Hence there are 320 such numbers between 100 and 999 which are odd and have distinct digits. Note: Students should note that at hundreds place zero cannot be placed as no three digit number starts with zero and hence it can be filled by only 8 ways.
How many digits are there between 100 and 1000 such that every digit is either 2 or 9?
Now we will use the fact that numbers should have only 2 and 9 as their digits, so we will find all the possible arrangements that can be done using these conditions and that will be the final answer.
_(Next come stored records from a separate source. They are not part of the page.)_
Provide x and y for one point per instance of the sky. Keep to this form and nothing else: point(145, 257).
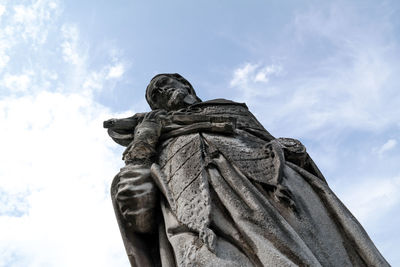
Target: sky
point(323, 72)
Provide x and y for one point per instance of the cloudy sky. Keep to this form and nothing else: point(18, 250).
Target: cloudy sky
point(323, 72)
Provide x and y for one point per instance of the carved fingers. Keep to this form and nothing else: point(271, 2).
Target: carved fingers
point(137, 197)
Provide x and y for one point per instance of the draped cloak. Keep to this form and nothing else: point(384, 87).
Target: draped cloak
point(241, 197)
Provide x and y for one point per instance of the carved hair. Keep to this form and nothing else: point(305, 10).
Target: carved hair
point(153, 85)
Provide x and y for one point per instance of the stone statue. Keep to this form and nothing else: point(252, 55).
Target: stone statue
point(206, 185)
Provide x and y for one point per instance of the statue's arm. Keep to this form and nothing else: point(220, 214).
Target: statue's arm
point(136, 193)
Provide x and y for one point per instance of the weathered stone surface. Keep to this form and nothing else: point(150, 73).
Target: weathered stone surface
point(206, 185)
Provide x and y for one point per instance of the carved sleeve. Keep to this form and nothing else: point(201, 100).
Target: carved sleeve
point(137, 197)
point(136, 192)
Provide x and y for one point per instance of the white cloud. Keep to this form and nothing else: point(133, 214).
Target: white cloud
point(253, 73)
point(116, 71)
point(17, 83)
point(389, 145)
point(2, 10)
point(252, 81)
point(70, 46)
point(33, 20)
point(59, 162)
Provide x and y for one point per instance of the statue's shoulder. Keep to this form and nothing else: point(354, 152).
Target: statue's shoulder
point(219, 101)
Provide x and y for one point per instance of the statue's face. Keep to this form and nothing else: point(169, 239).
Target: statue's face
point(171, 94)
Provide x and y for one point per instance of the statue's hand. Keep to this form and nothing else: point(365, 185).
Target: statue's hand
point(137, 197)
point(146, 137)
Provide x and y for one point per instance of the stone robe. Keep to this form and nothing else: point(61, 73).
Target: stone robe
point(230, 194)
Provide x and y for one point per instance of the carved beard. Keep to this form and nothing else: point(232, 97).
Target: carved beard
point(180, 99)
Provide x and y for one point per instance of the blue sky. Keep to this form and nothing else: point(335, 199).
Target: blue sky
point(323, 72)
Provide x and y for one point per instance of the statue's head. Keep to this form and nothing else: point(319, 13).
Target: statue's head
point(170, 91)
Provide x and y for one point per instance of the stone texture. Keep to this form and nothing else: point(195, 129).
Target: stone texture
point(206, 185)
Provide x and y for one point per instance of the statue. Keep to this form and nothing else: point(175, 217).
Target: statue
point(206, 185)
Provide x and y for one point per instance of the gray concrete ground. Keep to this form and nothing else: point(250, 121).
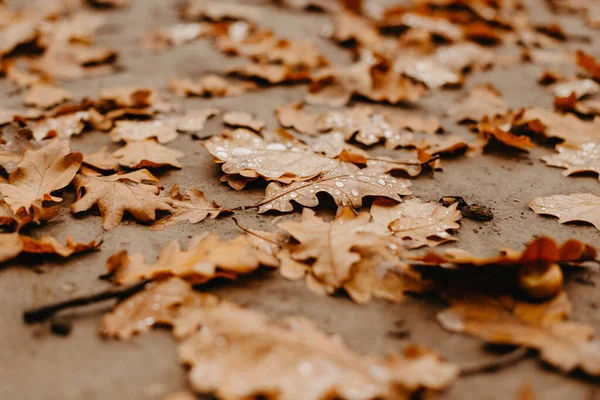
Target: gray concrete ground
point(34, 364)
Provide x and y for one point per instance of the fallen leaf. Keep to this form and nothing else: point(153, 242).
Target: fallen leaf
point(542, 326)
point(40, 173)
point(147, 154)
point(189, 205)
point(482, 101)
point(574, 207)
point(207, 258)
point(136, 131)
point(417, 223)
point(14, 244)
point(541, 249)
point(118, 193)
point(252, 340)
point(209, 86)
point(241, 119)
point(581, 157)
point(44, 95)
point(346, 184)
point(194, 120)
point(101, 159)
point(61, 127)
point(245, 153)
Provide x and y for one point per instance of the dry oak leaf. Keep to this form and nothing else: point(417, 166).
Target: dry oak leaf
point(61, 127)
point(347, 184)
point(147, 154)
point(417, 223)
point(101, 159)
point(13, 244)
point(236, 353)
point(541, 249)
point(482, 101)
point(209, 86)
point(564, 344)
point(331, 245)
point(194, 120)
point(189, 205)
point(131, 131)
point(582, 157)
point(567, 127)
point(207, 258)
point(45, 95)
point(574, 207)
point(40, 173)
point(242, 119)
point(244, 152)
point(118, 193)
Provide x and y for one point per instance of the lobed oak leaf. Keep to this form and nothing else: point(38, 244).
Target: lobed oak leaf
point(209, 86)
point(40, 173)
point(242, 119)
point(567, 127)
point(417, 223)
point(245, 153)
point(581, 157)
point(101, 159)
point(14, 244)
point(573, 207)
point(482, 101)
point(189, 205)
point(147, 154)
point(346, 184)
point(118, 193)
point(44, 96)
point(135, 131)
point(542, 326)
point(194, 120)
point(61, 127)
point(207, 258)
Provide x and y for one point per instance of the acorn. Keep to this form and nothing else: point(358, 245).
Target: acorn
point(540, 281)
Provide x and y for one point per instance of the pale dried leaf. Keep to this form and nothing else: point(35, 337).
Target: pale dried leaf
point(346, 184)
point(118, 193)
point(574, 207)
point(40, 173)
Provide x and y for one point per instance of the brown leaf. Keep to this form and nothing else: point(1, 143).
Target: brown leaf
point(541, 249)
point(147, 154)
point(482, 101)
point(245, 153)
point(276, 348)
point(542, 326)
point(190, 206)
point(13, 244)
point(207, 258)
point(101, 159)
point(241, 119)
point(209, 86)
point(567, 127)
point(581, 157)
point(194, 120)
point(118, 193)
point(335, 86)
point(40, 173)
point(346, 184)
point(44, 95)
point(574, 207)
point(136, 131)
point(61, 127)
point(418, 223)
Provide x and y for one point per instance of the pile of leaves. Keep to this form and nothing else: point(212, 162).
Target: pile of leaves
point(338, 148)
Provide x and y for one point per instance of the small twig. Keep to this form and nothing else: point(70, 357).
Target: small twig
point(496, 364)
point(43, 313)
Then the only possible number is 222.
How many numbers between 0 and 10000 have one and only one?
So, we can state that 2916 numbers between 0 and 10000 have one and only one digit as 5. The numbers looked for must have one and only one digit as 5. Thus, the three other digits may be any of 0, 1, 2, 3, 4, 6, 7, 8, 9. Having each digit nine possible values, a set of three of them can have 9 ∗ 9 ∗ 9 = 9 3 = 729 different values.
How many 1 digit numbers have only one 5 in them?
In the given range (0 to 10,000) we can have 1-digit numbers, 2-digit numbers, 3-digit numbers, and 4-digit numbers to consider numbers having only one 5 in 1 of 1, 2, 3, or 4 positions, respectively:1. 1-digit numbers: 5 in the units place: Number (s) formed = 1.
How many numbers between 99 and 1000 have 7 in place?
The digit in hundred’s place can be any one of the 9 digits from 1 to 9. Therefore, by the fundamental principle of counting, there are 10 × 9 = 90 numbers between 99 and 1000 having 7 in the unit’s place.
How many 3 digit 3 digit numbers are there between 99-1000?
Therefore, by the fundamental principle of counting, there are 10 × 9 = 90 numbers between 99 and 1000 having 7 in the unit’s place. (ii) Total number of 3 digit numbers having atleast one of their digits as 7 = (Total numbers of three digit numbers) – (Total number of 3 digit numbers in which 7 does not appear at all).